In those days, setting aside some Bircher die-hards convinced that the apparent fall of Communism was a ruse, my fellow Yeltsin-skeptics tended to be on the left. Now Moscow's most vocal American opponents are the neocons, whose Cold War nostalgia feels like a right-wing mutation of Ostalgie. But my attitude hasn't substantially changed, except for getting bleaker.

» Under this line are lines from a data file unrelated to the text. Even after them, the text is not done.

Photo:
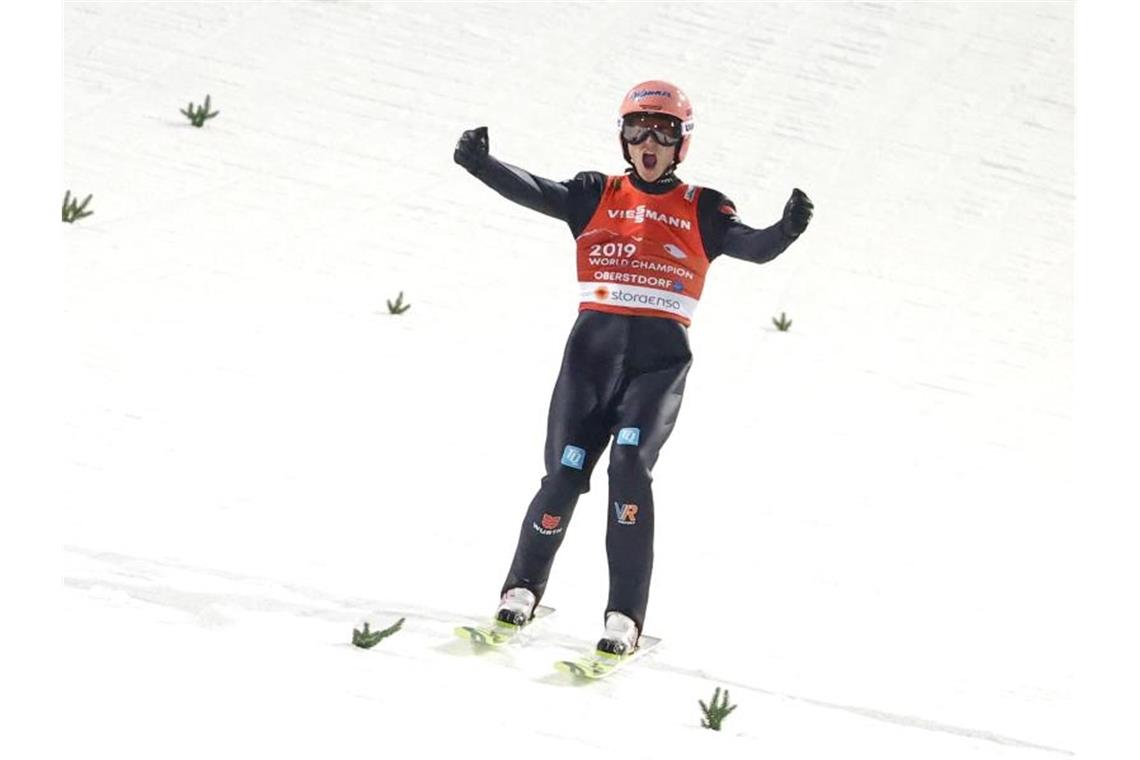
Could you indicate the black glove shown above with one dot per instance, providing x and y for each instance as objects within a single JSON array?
[
  {"x": 797, "y": 213},
  {"x": 472, "y": 148}
]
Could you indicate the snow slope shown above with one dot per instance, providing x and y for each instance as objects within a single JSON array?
[{"x": 876, "y": 505}]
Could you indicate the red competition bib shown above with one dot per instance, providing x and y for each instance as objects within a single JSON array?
[{"x": 642, "y": 254}]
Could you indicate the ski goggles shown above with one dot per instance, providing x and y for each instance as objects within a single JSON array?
[{"x": 637, "y": 128}]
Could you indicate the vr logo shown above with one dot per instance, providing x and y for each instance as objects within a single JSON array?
[
  {"x": 573, "y": 457},
  {"x": 628, "y": 436},
  {"x": 625, "y": 513}
]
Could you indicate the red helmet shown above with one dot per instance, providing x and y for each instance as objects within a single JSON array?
[{"x": 658, "y": 97}]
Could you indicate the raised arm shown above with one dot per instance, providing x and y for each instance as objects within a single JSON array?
[
  {"x": 724, "y": 233},
  {"x": 513, "y": 184}
]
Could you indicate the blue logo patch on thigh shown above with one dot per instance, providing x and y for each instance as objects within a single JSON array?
[
  {"x": 629, "y": 436},
  {"x": 573, "y": 457}
]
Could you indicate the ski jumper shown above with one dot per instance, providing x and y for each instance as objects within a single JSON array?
[{"x": 643, "y": 251}]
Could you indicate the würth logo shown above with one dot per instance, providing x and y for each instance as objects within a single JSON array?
[{"x": 548, "y": 524}]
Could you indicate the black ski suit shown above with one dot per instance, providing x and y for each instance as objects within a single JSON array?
[{"x": 621, "y": 380}]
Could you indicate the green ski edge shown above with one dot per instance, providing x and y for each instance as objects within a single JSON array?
[
  {"x": 495, "y": 632},
  {"x": 601, "y": 664}
]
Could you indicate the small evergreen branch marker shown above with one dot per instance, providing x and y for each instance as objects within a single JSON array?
[
  {"x": 366, "y": 639},
  {"x": 198, "y": 114},
  {"x": 74, "y": 210},
  {"x": 399, "y": 307},
  {"x": 717, "y": 712}
]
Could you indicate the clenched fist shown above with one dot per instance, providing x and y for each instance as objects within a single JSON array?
[
  {"x": 797, "y": 213},
  {"x": 472, "y": 148}
]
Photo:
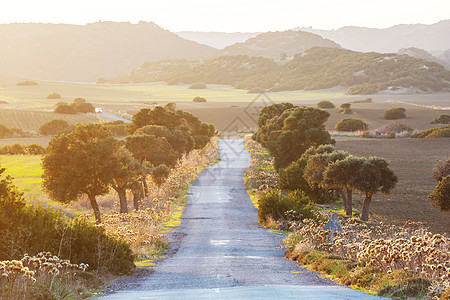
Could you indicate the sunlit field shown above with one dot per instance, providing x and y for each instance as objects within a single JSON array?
[{"x": 27, "y": 172}]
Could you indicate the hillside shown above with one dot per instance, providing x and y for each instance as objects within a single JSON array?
[
  {"x": 85, "y": 53},
  {"x": 217, "y": 40},
  {"x": 420, "y": 53},
  {"x": 432, "y": 38},
  {"x": 316, "y": 68},
  {"x": 275, "y": 44}
]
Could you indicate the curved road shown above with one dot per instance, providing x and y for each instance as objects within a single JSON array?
[{"x": 221, "y": 252}]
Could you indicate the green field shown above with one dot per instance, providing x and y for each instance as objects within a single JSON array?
[{"x": 27, "y": 172}]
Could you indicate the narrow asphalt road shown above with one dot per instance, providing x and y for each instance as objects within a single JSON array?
[{"x": 221, "y": 252}]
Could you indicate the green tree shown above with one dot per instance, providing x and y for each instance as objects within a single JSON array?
[
  {"x": 125, "y": 173},
  {"x": 368, "y": 176},
  {"x": 441, "y": 195},
  {"x": 287, "y": 131},
  {"x": 80, "y": 162},
  {"x": 314, "y": 175}
]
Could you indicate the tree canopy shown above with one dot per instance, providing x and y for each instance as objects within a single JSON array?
[
  {"x": 80, "y": 162},
  {"x": 287, "y": 131}
]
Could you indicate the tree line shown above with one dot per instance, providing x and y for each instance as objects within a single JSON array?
[
  {"x": 306, "y": 160},
  {"x": 89, "y": 160}
]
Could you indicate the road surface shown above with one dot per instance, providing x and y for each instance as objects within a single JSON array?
[{"x": 221, "y": 252}]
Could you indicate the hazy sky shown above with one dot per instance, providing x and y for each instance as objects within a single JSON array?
[{"x": 230, "y": 15}]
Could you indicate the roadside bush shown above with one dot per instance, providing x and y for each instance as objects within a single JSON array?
[
  {"x": 294, "y": 206},
  {"x": 350, "y": 124},
  {"x": 395, "y": 113},
  {"x": 438, "y": 132},
  {"x": 442, "y": 119},
  {"x": 291, "y": 179},
  {"x": 197, "y": 86},
  {"x": 441, "y": 170},
  {"x": 65, "y": 109},
  {"x": 325, "y": 104},
  {"x": 26, "y": 83},
  {"x": 35, "y": 149},
  {"x": 54, "y": 96},
  {"x": 55, "y": 126},
  {"x": 441, "y": 195},
  {"x": 33, "y": 229},
  {"x": 199, "y": 99}
]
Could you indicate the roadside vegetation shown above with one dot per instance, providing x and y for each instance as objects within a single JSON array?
[{"x": 152, "y": 173}]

If I'm pessimistic about Russian liberty, I'm relatively optimistic when it comes to Russia's place in the world order. Two years before I was born, the Soviet Union sent tanks to a city in the middle of Europe. Nowadays the big Russian foreign-policy crisis involves a dispute over the control of a majority-Russian enclave just over the country's border. While I don't for a moment defend Putin's actions in Crimea, I think I can safely say that in the grand arc of history, this is a better problem to have. And while I don't have sympathy for those Americans eager to thrust this country deeper into that dispute, I can see that they're spouting the frustrated rhetoric of a faction that knows it isn't setting policy. On both sides of the old Cold War, things could be a lot worse.
(* There's probably only five or six people out there who'll agree with me about this, but I think the Encyclopedia of anti-Revisionism On-Line is one of the most endlessly entertaining sites on the Internet. The thing is like a TV Tropes of Stalinism. I'm especially fond of this document from 1980, in which an American Maoist sect's loyalty to Chinese foreign policy leads it to call for a "united front with U.S. imperialism against Soviet imperialism." It goes on to endorse the draft, NATO, increased Pentagon spending, and an American military presence around the globe—but not in Taiwan, since the U.S. presence there "represents support for a comprador, counterrevolutionary separatist faction." Seriously, this is hilarious.)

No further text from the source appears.